# pics of my 1 week and 3 day old 40 uk gallon tank



## dazzer1975 (Mar 6, 2006)

Oh, and one of Gomez for good measure, although strictly speaking, is'nt really :fish: related


----------



## Georgia Peach (Sep 23, 2005)

tank looks nice


----------



## flamingo (Nov 5, 2005)

Very nice and well done. Are those swordtails in there for cycling?


----------



## dazzer1975 (Mar 6, 2006)

Hi Guys,

Thanks for compliments and comments.

flamingonhot, no, they are platties, practically the same fish though I have to admit. Looking at the bottom pic again I can see why you thought they were swordtails though, it does look remarkably like one.


----------



## flamingo (Nov 5, 2005)

Ah, kk see it's a platy from the 4th pic. I just saw that one pic (7th) and it looked like a swordtail. Ah well very nice tank still. Any chance you can get bigger pics though?


----------



## fishfreaks (Jan 19, 2005)

Great setup!!! Is this your first tank? 

Cute doggie too


----------



## dazzer1975 (Mar 6, 2006)

Hi Again,

The pics are pretty poor quality but I am using a free 2mb digital camera so beggars cant be choosers Id like to get a decent digital camera to take some good detailed pictures and close ups but after buying the tank and all the extra's I am skint again

Thanks Fishfreak for your compliments. This is'nt my first tank but I have been out of fishkeeping for a good few years (when I used to keep fish I didnt even know about cycling a tank so hopefully things are a little different now and I am doing things a whole lot better)
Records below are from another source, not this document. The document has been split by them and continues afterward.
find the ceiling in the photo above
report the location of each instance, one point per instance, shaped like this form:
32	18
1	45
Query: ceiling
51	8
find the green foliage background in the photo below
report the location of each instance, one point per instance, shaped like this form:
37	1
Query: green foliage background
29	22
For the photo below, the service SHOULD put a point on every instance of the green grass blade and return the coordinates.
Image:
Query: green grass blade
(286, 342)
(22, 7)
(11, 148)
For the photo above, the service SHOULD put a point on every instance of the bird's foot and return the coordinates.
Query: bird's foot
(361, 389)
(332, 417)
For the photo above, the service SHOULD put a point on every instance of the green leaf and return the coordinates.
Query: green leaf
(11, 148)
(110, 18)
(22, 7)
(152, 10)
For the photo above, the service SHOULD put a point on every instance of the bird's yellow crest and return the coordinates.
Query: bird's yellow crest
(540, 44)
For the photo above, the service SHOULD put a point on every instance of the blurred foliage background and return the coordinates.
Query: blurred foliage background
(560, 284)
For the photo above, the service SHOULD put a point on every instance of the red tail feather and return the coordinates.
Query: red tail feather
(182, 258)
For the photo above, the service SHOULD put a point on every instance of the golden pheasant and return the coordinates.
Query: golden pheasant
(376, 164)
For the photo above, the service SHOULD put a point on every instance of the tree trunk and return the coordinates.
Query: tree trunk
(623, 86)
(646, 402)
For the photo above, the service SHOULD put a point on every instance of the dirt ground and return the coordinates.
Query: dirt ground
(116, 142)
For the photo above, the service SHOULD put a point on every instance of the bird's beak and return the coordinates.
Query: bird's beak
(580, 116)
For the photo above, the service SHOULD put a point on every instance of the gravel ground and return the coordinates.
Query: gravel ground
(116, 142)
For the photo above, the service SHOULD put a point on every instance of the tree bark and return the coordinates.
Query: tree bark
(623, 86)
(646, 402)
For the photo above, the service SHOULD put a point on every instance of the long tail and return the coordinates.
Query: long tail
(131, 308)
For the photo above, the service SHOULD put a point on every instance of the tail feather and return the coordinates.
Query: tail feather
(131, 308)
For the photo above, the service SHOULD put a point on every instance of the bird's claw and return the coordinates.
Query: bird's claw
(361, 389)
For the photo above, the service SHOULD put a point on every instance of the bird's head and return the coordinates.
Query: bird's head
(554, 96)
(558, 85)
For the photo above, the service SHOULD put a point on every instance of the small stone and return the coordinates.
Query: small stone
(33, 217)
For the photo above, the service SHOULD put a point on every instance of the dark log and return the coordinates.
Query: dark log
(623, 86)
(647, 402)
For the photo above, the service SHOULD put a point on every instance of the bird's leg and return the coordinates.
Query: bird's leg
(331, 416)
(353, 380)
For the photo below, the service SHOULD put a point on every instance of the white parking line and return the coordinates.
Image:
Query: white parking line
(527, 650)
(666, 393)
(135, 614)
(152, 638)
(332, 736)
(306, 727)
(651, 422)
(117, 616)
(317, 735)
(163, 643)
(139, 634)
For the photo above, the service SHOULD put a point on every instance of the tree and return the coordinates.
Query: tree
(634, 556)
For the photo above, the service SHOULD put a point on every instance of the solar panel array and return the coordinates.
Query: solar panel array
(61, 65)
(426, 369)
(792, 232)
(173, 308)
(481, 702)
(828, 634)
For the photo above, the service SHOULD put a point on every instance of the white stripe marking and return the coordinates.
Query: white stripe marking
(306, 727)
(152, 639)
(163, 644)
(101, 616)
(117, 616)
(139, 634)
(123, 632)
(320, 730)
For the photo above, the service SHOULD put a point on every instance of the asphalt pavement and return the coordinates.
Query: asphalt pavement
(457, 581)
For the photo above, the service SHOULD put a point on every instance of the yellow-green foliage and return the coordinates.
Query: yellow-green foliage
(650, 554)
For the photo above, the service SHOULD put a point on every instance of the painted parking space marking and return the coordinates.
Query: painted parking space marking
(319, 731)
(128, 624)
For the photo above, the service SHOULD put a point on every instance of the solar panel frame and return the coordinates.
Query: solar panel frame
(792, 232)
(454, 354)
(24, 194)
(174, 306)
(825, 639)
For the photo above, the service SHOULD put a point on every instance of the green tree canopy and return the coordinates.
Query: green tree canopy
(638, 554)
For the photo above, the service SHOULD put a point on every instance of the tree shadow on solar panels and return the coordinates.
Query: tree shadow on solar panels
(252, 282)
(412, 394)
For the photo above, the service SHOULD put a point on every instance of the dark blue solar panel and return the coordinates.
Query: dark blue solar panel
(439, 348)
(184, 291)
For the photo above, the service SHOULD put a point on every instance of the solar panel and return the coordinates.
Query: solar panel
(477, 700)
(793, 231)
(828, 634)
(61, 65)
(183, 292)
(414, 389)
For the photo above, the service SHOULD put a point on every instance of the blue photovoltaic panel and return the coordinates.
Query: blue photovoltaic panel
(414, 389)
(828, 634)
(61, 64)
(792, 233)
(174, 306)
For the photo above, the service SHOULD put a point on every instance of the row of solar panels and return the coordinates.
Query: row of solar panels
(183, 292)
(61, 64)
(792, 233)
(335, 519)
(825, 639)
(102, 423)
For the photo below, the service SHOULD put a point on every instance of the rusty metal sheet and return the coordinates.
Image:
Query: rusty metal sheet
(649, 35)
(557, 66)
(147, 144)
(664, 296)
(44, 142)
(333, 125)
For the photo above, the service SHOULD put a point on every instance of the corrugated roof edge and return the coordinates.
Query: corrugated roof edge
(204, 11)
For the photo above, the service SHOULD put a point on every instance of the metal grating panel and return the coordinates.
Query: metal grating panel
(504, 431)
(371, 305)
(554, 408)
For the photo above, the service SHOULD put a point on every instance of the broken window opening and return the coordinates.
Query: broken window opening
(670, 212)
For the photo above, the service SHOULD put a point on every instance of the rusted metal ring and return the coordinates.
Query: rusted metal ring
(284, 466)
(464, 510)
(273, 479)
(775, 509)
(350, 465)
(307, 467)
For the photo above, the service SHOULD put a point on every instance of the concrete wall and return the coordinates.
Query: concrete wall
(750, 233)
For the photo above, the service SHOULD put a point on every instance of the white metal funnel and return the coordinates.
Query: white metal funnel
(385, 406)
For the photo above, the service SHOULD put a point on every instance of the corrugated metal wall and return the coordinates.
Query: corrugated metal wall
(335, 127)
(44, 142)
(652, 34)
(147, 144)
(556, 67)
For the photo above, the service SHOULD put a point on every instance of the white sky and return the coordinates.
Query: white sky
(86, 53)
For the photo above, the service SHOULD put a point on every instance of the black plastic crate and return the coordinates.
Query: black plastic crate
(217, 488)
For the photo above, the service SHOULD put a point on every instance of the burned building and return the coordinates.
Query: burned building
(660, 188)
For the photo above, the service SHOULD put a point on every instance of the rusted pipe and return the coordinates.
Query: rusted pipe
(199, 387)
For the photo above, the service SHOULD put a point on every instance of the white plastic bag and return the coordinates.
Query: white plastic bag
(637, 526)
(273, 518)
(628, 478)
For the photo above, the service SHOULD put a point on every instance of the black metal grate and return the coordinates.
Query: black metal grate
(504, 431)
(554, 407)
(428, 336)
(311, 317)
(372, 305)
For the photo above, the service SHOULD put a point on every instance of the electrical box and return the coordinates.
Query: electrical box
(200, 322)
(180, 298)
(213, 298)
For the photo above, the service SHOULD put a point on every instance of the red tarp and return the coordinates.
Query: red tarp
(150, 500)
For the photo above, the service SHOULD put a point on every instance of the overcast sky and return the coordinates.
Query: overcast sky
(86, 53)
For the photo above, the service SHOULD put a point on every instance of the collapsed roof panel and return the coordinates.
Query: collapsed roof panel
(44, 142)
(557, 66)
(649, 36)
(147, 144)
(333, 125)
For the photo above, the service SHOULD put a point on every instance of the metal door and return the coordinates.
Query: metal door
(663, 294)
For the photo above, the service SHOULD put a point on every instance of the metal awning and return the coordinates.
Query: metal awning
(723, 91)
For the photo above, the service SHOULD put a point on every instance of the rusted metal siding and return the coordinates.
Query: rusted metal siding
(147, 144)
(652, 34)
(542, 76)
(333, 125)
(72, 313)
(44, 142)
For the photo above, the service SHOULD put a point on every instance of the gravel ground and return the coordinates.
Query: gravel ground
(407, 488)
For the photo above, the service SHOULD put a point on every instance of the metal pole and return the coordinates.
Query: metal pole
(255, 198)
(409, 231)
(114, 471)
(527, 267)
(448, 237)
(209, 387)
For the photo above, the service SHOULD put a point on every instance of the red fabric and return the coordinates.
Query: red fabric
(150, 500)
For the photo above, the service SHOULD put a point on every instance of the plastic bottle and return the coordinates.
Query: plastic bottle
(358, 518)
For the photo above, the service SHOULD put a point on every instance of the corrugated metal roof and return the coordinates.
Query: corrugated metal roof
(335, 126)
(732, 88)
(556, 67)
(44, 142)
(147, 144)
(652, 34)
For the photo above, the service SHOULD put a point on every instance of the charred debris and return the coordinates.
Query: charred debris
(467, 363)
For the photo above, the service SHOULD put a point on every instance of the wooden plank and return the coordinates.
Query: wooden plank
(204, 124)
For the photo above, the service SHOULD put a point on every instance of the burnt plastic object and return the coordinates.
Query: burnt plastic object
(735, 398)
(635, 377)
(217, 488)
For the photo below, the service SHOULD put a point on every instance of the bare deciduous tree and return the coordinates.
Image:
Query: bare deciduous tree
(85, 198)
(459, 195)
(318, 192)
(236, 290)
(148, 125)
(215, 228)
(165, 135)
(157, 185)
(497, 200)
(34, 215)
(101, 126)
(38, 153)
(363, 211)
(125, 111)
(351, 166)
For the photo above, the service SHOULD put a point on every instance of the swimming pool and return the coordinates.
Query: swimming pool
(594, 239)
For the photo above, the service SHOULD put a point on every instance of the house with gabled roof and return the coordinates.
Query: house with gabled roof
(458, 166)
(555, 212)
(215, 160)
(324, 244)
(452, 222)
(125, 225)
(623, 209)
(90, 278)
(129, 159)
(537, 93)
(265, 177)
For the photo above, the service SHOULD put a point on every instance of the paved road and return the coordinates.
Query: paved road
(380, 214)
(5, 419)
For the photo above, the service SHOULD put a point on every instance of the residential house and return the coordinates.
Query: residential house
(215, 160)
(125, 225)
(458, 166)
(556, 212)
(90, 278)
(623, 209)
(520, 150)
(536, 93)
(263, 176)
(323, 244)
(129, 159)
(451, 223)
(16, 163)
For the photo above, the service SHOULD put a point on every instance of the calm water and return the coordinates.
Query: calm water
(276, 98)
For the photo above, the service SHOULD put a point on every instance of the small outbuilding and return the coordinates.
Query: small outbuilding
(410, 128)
P.S. yeah, my dog is SEXY LOL

fish are nice to look at but you cant pick em up and tickle their tummys or stroke their heads like you can a dog can you? LOL


----------



## fishfreaks (Jan 19, 2005)

> fish are nice to look at but you cant pick em up and tickle their tummys or stroke their heads like you can a dog can you? LOL


Nope you cant :lol:


----------



## fishboy (Feb 26, 2005)

dazzer1975 said:


> flamingonhot, no, they are platties, practically the same fish though I have to admit.


FUN FACT-Most platies sold today are interbred with swordtails. Some strains come out without tails and are sold as platies and ones with tails are sold as swordtails, so most are literaly the same hybrid species


----------



## leveldrummer (May 27, 2005)

dazzer1975 said:


> fish are nice to look at but you cant pick em up and tickle their tummys or stroke their heads like you can a dog can you? LOL


what?... you cant?... whooops (puts fish back in water)


----------



## fishfreaks (Jan 19, 2005)

leveldrummer said:


> what?... you cant?... whooops (puts fish back in water)


LOL :chair: :roll:


----------